The federal government does allow for deadline extensions if the application is made before July, 2014.
One benefit to correctly reclassifying our risk rating will allow more time to find better sites and better technology.
As well, it gives time for that independent review of the CRD sewage plan as well as necessary cost-benefit and risk analyses that have still not been done.
It’s important that these analyses must include our marine-based sewage treatment system because besides being incredibly less-expensive then land-based sewage plants, our current system enjoys two important environmental advantages: it produces virtually no bio-hazardous sewage sludge nor does it require precious urban space for more sewage plants.
Greens could see changes in next election
Re: MLA not green enough, (Your View, May 14)
The letter-writer succinctly expresses the frustrations felt by many who are represented by both Canada’s only elected Green Member of Parliament and only elected Green Provincial Member of the Legislative Assembly.
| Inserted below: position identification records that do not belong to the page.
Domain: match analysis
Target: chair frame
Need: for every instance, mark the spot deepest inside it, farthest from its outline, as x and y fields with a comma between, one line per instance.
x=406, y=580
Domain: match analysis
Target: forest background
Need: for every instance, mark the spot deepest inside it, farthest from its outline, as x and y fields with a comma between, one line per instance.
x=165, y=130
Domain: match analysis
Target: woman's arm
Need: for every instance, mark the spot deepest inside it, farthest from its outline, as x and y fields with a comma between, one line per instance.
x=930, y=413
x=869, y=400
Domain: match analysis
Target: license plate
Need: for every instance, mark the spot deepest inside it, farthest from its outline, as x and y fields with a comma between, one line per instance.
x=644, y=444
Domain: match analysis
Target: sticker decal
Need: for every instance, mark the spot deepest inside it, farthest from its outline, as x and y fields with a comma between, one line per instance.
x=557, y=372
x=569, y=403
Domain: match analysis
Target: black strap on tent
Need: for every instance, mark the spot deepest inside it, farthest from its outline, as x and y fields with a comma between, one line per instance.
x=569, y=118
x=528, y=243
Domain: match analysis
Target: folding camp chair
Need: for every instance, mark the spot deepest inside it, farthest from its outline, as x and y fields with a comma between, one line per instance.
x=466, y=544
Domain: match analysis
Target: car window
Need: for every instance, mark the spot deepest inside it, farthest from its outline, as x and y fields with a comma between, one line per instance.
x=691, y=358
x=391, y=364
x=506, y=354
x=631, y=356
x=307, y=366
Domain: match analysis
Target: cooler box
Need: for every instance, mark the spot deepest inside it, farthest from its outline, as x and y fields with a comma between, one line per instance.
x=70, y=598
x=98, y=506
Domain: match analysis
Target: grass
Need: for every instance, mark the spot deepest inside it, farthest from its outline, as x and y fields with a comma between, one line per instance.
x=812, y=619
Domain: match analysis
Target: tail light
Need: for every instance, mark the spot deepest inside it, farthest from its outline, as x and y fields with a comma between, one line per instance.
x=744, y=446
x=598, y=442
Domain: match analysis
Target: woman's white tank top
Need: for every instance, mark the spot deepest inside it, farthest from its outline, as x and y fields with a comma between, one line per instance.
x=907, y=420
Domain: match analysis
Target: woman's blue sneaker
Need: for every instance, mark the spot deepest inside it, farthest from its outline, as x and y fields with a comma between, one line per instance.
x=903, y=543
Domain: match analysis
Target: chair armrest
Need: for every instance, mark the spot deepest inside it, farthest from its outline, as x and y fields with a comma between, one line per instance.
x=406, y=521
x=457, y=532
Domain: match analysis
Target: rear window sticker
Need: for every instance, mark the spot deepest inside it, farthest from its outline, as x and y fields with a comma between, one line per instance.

And it’s from a double hit that Gordon Head voters must recover.
To explain such unique election results let’s not revert to the old left-coast granola metaphor (nuts, fruits and flakes) to describe errant voters.
That MLA Andrew Weaver has demonstrated a secular ability to support some export-oriented natural resource proposals is a positive sign he may last as a political entity – as either a (non-religious) Green or, by recanting, he might even be welcomed as a member of British Columbia’s current governing party.
Despite well deserved praise for her work with constituents requiring assistance, in the next election the majority of voters are not likely to support MP Elizabeth May with her consistently negative arguments against industrial or natural resource development. It’s unlikely she’ll again be able to split the two main-party votes for a plurality win.
In both Saanich and Oak Bay there’s hope that the voters’ former and long-established federal and provincial political acumen will be restored.